One interesting area in which logic languages prove to be powerful (apart from the obvious rule-based and database software) is implementing languages (for example, Erlang was first implemented in Prolog). This can be partly understood by considering the relationship between recursive descent parsing and depth first search (then, I think, something similar applies to interpreting the AST).

As with other paradigms, logic languages may be statically typed (eg. Mercury).

Multi-Paradigm Languages

Oz/Mozart is an interesting language/system that attempts to integrate logic programming with other paradigms. It combines both explicit execution flow (in a multithreaded environment where logic variables are used for synchronisation; threads block on accessing an undefined value) and the possibility to search over values (I strongly recommend Peter Van Roy's book, Concepts, Techniques, and Models of Computer Programming).

Family 5 - Stack Languages

Standard Implementation Techniques

(This sub-section is general background; it is not about stack languages but I wanted to clarify how stacks are used across most language implementations.)

Most languages use a stack to store local variables (those created within a function which can be discarded when the function returns). The stack increases with each function call and decreases with each return. In this way variables are automatically managed with the correct lifetime. Values that must exist beyond the scope of the function are located separately (on the "heap").

There are some complications: continuations require stacks to be preserved (often meaning that the stack becomes a tree with backwards references, called a spaghetti stack); closures may require values to be moved from the stack to the heap; values on the heap require more careful management, since the memory is not freed automatically (this may be manual or automatic, via "garbage collection").

Stack Languages

In stack languages the management of variables via the stack is made explicit.
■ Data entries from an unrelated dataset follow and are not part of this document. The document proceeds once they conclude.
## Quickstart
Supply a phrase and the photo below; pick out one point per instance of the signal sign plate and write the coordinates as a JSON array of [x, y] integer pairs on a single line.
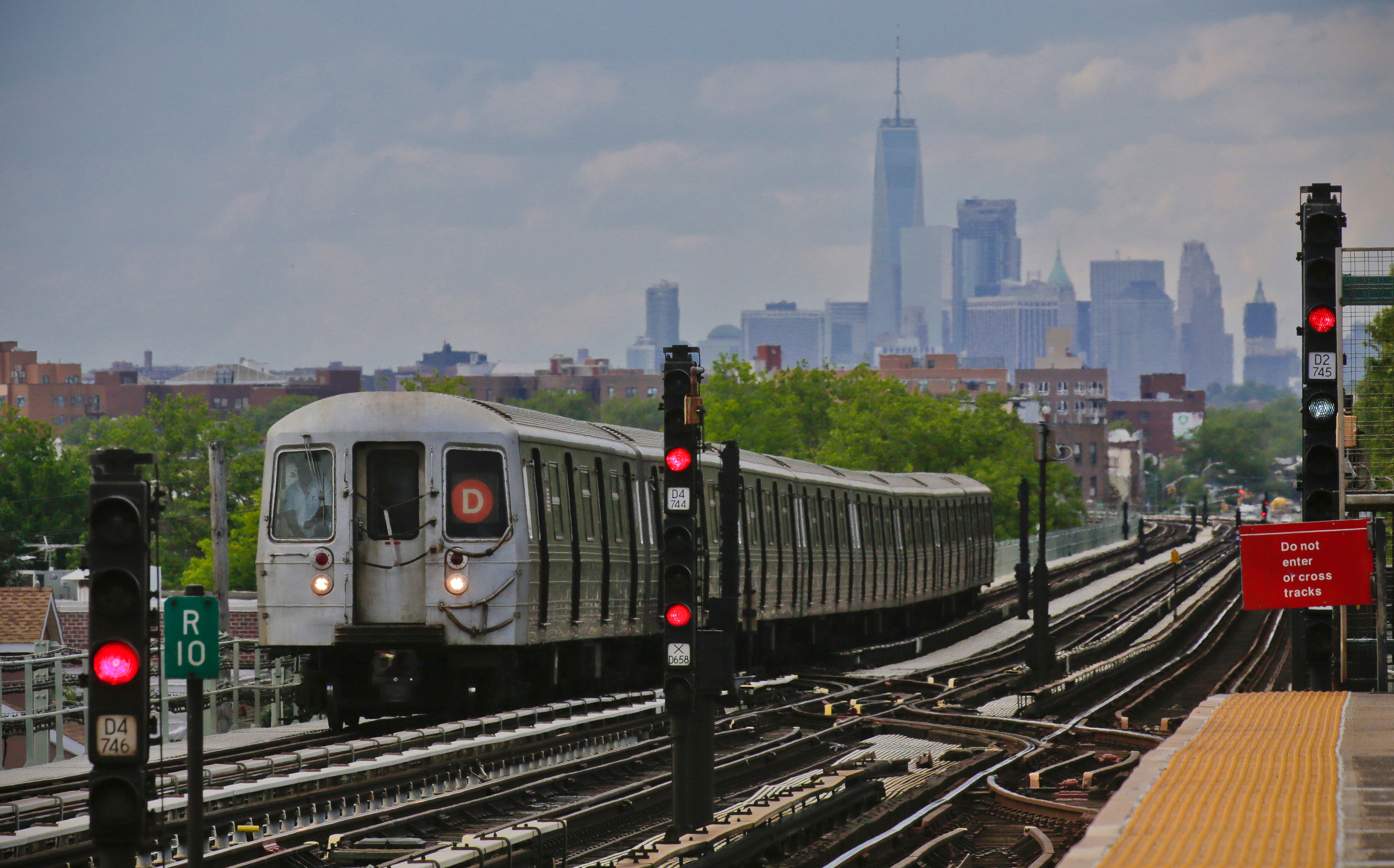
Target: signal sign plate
[[192, 637], [116, 736], [679, 654], [679, 499], [1321, 366]]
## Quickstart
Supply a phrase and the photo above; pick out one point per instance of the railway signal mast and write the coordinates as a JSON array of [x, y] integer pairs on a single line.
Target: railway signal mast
[[692, 705], [120, 626], [1321, 219]]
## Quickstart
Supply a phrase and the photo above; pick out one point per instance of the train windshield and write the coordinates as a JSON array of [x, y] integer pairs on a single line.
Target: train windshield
[[303, 508], [479, 505], [394, 494]]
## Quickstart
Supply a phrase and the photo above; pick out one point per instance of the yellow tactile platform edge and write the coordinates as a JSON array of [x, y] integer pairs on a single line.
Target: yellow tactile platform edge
[[1255, 786]]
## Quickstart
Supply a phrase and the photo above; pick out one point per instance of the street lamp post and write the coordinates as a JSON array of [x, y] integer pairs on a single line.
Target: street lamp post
[[1024, 565], [1043, 647]]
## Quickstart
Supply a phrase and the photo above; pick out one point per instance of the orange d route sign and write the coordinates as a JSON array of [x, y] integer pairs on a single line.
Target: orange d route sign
[[1312, 564]]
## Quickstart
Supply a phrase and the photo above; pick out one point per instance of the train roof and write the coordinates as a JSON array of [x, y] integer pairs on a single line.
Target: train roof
[[387, 414]]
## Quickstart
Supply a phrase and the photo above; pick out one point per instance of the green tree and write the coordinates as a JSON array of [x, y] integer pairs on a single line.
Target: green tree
[[43, 494], [243, 531], [1246, 442], [178, 431]]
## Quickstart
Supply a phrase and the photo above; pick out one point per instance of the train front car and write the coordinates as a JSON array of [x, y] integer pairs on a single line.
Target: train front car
[[392, 530]]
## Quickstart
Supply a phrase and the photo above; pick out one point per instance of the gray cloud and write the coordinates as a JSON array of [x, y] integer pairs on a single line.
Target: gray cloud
[[366, 194]]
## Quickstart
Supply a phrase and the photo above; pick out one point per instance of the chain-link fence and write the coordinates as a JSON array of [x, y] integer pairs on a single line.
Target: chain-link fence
[[45, 707], [1368, 428]]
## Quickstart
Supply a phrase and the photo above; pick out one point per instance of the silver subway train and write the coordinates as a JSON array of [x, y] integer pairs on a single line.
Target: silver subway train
[[443, 554]]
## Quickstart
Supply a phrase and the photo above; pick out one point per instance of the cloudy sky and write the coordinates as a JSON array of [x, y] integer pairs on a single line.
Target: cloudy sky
[[300, 183]]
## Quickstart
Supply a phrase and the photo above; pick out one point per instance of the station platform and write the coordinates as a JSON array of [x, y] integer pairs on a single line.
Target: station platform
[[1277, 779], [1008, 630]]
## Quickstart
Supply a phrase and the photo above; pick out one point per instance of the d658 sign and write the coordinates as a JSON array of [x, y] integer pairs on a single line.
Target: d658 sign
[[1314, 564]]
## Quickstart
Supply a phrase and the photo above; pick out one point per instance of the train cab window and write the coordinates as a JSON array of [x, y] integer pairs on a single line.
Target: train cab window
[[479, 505], [304, 497], [394, 494]]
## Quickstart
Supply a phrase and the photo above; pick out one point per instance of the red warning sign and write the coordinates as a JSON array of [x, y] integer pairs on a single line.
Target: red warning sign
[[472, 501], [1314, 564]]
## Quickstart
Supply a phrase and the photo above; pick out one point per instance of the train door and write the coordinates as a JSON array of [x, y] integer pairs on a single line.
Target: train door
[[391, 541]]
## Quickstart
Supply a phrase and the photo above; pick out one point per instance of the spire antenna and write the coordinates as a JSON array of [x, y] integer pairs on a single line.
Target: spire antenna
[[897, 74]]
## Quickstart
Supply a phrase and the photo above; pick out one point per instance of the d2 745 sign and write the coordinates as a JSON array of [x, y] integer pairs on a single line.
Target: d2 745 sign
[[1314, 564]]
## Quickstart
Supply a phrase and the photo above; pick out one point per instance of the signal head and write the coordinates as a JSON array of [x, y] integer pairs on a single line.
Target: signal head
[[1322, 318], [678, 382], [678, 459], [116, 523], [116, 664], [1321, 407], [678, 615], [678, 540]]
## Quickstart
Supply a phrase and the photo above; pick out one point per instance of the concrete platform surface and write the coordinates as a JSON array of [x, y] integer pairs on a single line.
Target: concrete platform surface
[[1279, 779]]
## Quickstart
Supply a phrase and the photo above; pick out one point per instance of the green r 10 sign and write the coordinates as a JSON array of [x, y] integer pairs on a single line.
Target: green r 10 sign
[[190, 637]]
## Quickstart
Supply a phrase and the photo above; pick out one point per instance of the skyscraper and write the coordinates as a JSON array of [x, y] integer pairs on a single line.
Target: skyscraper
[[661, 314], [926, 276], [799, 334], [1263, 363], [1132, 322], [897, 203], [986, 251], [1206, 352]]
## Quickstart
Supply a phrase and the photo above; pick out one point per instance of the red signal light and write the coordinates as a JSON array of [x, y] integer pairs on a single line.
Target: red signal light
[[116, 664], [1322, 319]]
Access to values is made by relative position on the stack rather than via names. Such languages may be simpler and more compact, but the loss of direct naming of local variables - perhaps the most fundamental abstraction - can make programming more difficult.

Other Topics

Code Generation

In some languages the source code itself can be manipulated. Languages in the Lisp family exploit a uniform, logically consistent syntax that unifies code and data. Prolog has similar abilities. Statically typed languages present more of a challenge, but significant progress has been made via staged evaluation.

Concurrency

Many languages allow multiple "processes" (in a general sense) to run at once. Typically this is based on threads, but coroutines are one alternative approach. When threads are used they may be managed directly by the language, or exploit functionality provided by the operating service. Threads managed by the language tend to be lighter weight, but are less likely to run on multiple processors.

One of the most challenging aspects of programming with multiple threads is dealing with shared mutable state. Traditionally access to shared mutable values are controlled by mutexes, but this can easily lead to deadlock. Alternative approaches include software transactional memory, explicit message passing, or avoiding the issue with pure functional languages.

Erlang is particularly notable in how it addresses not just concurrency, but related issues of reliability and availability.